L’insuffisance cardiaque chronique est dans la majorité des cas une contre-indication à la grossesse car celle-ci peut mettre en danger la vie de la maman. Le coeur est, en effet, très sollicité, lors de la grossesse et de l’accouchement. Certains médicaments prescrits pour l’insuffisance cardiaque sont d’ailleurs pourvoyeurs de malformations (on dit qu’ils sont tératogènes) et leur arrêt risquerait de déstabiliser l’insuffisance cardiaque.
Le recours à une greffe cardiaque, solution thérapeutique ultime de l’insuffisance cardiaque chronique terminale, permet de restaurer une fonction cardiaque normale.
Il est donc tout à fait légitime qu’une patiente en âge de procréer, et qui ait été contre-indiquée à une grossesse en raison d’une insuffisance cardiaque très sévère, souhaite mener une grossesse en étant transplantée cardiaque.
Mener à terme une grossesse en étant transplantée cardiaque est possible mais avec des conditions préalablement requises :
- s’assurer de la bonne fonction du greffon cardiaque, par le centre référent en transplantation cardiaque, qui réalise des examens spécifiques et d’expertise: échocardiographie, examens des artères coronaires, éventuellement test d’effort ;
- s’assurer de l’absence de traitement tératogène avant la conception pour éviter les malformations foetales. Les immunosuppresseurs habituellement prescrits sont tératogènes et doivent être modifiés par le médecin cardiologue référent en transplantation. Toute modification d’immunosuppression peut engendrer un risque de rejet. Ce risque doit être pris en considération et discuté avec la patiente ;
- vérifier que toute pathologie extra cardiaque, comme une insuffisance rénale chronique, ne contre-indique pas la grossesse ;
- proposer un conseil génétique si la pathologie cardiaque à l’origine de la greffe cardiaque est génétique et peut être transmise au bébé. Des analyses génétiques sont alors proposées et une évaluation des risques de transmission est faite.

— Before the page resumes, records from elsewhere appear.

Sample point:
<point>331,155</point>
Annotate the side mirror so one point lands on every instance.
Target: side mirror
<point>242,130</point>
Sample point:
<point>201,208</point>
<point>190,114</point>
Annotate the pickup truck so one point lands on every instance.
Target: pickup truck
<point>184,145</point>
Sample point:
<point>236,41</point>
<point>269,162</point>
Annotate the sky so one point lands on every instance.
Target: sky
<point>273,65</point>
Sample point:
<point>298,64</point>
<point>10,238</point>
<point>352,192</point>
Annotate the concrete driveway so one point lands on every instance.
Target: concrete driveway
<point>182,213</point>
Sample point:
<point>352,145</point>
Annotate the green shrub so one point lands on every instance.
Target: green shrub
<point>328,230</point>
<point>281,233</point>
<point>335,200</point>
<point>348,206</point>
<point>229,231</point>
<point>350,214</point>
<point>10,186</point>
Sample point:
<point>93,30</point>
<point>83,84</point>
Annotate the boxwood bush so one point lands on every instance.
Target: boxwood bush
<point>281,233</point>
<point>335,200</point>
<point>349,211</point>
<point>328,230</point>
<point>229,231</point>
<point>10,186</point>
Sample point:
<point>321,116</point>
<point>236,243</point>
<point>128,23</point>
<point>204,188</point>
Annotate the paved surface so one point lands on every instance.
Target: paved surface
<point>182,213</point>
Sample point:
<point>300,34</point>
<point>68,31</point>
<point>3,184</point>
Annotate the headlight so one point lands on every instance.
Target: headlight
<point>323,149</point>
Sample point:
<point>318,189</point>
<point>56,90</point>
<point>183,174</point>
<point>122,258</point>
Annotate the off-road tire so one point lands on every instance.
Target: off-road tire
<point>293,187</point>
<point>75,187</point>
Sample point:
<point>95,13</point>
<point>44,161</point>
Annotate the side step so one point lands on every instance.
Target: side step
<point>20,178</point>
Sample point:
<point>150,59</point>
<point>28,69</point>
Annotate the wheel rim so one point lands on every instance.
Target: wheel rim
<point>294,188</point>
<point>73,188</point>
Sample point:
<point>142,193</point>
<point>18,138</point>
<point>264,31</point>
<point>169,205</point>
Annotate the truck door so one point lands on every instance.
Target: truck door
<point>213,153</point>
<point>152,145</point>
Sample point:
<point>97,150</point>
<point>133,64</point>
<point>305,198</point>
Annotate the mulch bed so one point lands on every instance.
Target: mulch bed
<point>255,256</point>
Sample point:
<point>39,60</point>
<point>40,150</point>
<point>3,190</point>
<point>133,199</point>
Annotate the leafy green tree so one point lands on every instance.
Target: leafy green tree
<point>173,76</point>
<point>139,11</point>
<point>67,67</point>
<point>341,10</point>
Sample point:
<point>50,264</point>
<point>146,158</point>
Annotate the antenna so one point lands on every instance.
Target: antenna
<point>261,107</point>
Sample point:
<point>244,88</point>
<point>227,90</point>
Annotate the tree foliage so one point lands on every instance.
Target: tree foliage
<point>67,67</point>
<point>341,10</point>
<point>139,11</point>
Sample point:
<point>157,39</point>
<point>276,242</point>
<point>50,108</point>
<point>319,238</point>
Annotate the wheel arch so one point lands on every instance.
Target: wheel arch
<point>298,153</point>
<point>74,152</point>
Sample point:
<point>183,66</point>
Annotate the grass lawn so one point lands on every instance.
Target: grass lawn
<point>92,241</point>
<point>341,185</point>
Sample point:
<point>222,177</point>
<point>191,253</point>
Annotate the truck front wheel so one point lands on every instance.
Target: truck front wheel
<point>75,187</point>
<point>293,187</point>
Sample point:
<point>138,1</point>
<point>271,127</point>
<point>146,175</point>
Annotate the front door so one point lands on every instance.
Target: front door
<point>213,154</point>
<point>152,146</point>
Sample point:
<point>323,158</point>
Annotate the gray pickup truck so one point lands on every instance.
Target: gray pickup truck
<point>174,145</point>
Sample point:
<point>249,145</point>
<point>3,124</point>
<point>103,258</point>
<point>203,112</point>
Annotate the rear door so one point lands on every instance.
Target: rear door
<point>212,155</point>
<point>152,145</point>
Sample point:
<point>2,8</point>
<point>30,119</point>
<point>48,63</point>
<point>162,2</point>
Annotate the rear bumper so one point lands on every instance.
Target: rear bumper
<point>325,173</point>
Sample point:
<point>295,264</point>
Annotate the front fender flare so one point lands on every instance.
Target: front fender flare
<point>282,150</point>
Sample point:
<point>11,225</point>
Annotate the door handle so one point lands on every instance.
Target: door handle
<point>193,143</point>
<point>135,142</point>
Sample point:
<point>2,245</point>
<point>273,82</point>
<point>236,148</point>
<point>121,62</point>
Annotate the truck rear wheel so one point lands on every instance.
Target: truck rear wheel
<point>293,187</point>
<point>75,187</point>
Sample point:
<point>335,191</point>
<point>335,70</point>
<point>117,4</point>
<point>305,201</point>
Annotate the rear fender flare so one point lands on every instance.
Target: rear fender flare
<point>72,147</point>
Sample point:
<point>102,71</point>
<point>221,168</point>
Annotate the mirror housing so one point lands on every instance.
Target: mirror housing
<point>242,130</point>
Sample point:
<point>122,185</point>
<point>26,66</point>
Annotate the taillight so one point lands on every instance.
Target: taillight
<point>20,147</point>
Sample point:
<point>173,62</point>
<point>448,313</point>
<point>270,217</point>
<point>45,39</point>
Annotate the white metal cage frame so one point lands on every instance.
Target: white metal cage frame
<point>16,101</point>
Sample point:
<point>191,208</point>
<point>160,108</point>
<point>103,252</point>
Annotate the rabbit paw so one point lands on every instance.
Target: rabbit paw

Dans certains cas, une sélection d’embryons peut être réalisée.
La grossesse étant considérée à haut risque, le suivi est réalisé dès son début, mensuellement, par le centre référent en transplantation cardiaque et en gynécologie-obstétrique. Une attention particulière est portée à la surveillance des dosages d’immunosuppresseurs, surtout au 2ème trimestre, car ceux-ci fluctuent en raison des modifications physiologiques des volumes de distribution. Les prises de sang sont donc rapprochées. La tension artérielle et la créatinine sanguine sont également surveillées de manière attentive, en utilisant les mesures ambulatoires de pression artérielle. Les immunosuppresseurs sont pourvoyeurs d’hypertension artérielle et d’insuffisance rénale.
Les modalités d’accouchement sont discutées de manière collégiale entre obstétriciens, anesthésistes et cardiologues transplanteurs en fonction des données cardiaques. Les modifications d’immunosuppression à l’accouchement sont consignées dans le dossier, en raison des risques de rejet dans la période de post-partum. L’immunosuppression est en effet renforcée lors de cette période.
Le suivi cardiologique est renforcé dans les suites de l’accouchement pour vérifier l’absence de rejet, principal risque dans la période qui suit l’accouchement. Ce risque est prévenu par un renforcement du traitement anti-rejet.